5. AI and Machine Learning
The pairing of IoT with advanced levels of AI machine learning, for many, represents the fourth industrial revolution as it has allowed enterprise and industry to achieve a whole new level of performance and productivity that was previously impossible. IoT devices can be used to capture and generate massive amounts of data that organizations can then apply to machine learning algorithms to process and gain real time insight on what is happening in their operations, whether that be a production floor, a power plant, a smart city or a self-driving vehicle.
Yet, at the same time, hackers are also keen to take advantage of the enormous processing power that’s made possible by machine learning. While the use of AI for malicious purposes is well documented only within academic circles, little by little it is creeping into the wild. Nation state actors are getting involved and organized cyber gangs as knowledge of AI disseminates and the tools to enable it become more available.

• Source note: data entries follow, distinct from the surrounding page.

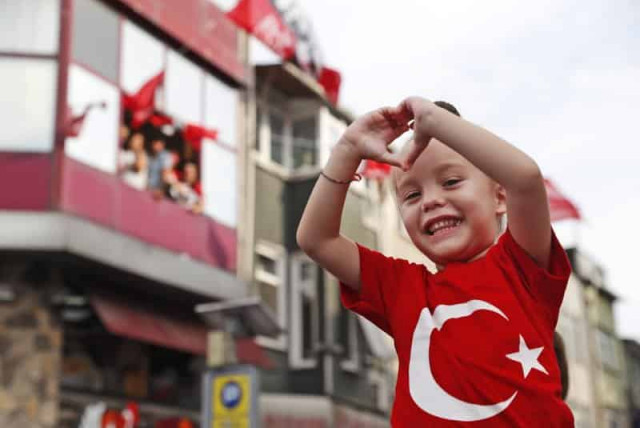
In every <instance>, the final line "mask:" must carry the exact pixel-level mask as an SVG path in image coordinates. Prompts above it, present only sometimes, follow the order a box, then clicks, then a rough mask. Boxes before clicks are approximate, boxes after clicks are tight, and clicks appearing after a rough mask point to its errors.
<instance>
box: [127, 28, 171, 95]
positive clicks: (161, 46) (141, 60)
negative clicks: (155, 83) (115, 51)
mask: <svg viewBox="0 0 640 428" xmlns="http://www.w3.org/2000/svg"><path fill="white" fill-rule="evenodd" d="M121 46H122V66H121V83H120V86H121V87H122V89H124V90H125V91H126V92H128V93H135V92H137V91H138V90H139V89H140V87H141V86H142V85H144V84H145V83H146V82H147V81H149V79H151V78H152V77H154V76H157V75H158V73H160V72H161V71H162V70H163V69H164V53H165V47H164V45H163V44H162V43H160V42H159V41H157V40H156V39H154V38H153V37H152V36H151V35H149V34H147V33H146V32H145V31H143V30H141V29H140V28H138V27H137V26H136V25H134V24H132V23H131V22H128V21H127V22H125V23H124V25H123V28H122V43H121Z"/></svg>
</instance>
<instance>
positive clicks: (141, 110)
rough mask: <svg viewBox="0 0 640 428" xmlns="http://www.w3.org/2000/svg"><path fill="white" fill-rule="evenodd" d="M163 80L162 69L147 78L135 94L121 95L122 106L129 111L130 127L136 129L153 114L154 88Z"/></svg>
mask: <svg viewBox="0 0 640 428" xmlns="http://www.w3.org/2000/svg"><path fill="white" fill-rule="evenodd" d="M163 82H164V71H162V72H160V73H159V74H157V75H156V76H154V77H152V78H151V79H149V80H148V81H147V82H146V83H145V84H144V85H142V87H141V88H140V89H139V90H138V92H136V93H135V94H133V95H128V94H123V95H122V106H123V107H124V108H125V109H126V110H129V111H130V112H131V128H132V129H138V128H139V127H140V126H141V125H142V124H143V123H145V122H146V121H148V120H149V119H151V117H152V116H153V110H154V108H155V101H156V90H157V89H158V86H160V85H161V84H163Z"/></svg>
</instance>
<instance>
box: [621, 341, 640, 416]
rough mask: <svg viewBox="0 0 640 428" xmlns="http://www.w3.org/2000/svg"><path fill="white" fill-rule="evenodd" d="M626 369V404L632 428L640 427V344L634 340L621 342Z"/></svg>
mask: <svg viewBox="0 0 640 428" xmlns="http://www.w3.org/2000/svg"><path fill="white" fill-rule="evenodd" d="M622 344H623V347H624V356H625V363H626V369H627V403H628V406H629V421H630V426H631V427H632V428H637V427H640V344H638V342H636V341H635V340H631V339H625V340H623V341H622Z"/></svg>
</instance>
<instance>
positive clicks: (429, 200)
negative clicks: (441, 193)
mask: <svg viewBox="0 0 640 428" xmlns="http://www.w3.org/2000/svg"><path fill="white" fill-rule="evenodd" d="M446 203H447V202H446V201H445V200H444V198H443V197H442V196H440V195H432V196H430V197H425V198H424V200H423V202H422V211H424V212H427V211H431V210H432V209H434V208H439V207H443V206H445V205H446Z"/></svg>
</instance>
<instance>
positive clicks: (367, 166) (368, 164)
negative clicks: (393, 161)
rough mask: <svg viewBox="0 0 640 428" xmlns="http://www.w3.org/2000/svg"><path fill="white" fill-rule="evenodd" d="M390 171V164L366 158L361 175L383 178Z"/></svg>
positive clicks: (385, 176) (365, 177) (381, 179)
mask: <svg viewBox="0 0 640 428" xmlns="http://www.w3.org/2000/svg"><path fill="white" fill-rule="evenodd" d="M390 173H391V165H389V164H388V163H383V162H376V161H372V160H367V162H366V164H365V166H364V171H362V176H363V177H364V178H368V179H376V180H383V179H384V178H385V177H387V176H388V175H389V174H390Z"/></svg>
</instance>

So how can AI be used towards malicious purposes? AI algorithms can perform the repetitive tasks that are required to scale up towards effectively pulling off an attack on a complex network of IoT devices. As organizations move from securing thousands of IoT devices to potentially millions, this creates a surge in network traffic that involves billions of time varying signals. In this situation, AI could be used to analyze the environment, identify the weak spots through which an attack can be executed and provide insight on how to avoid being detected. The scope of capability will not only make attacks feasible to execute, but potentially far more devastating in their impact.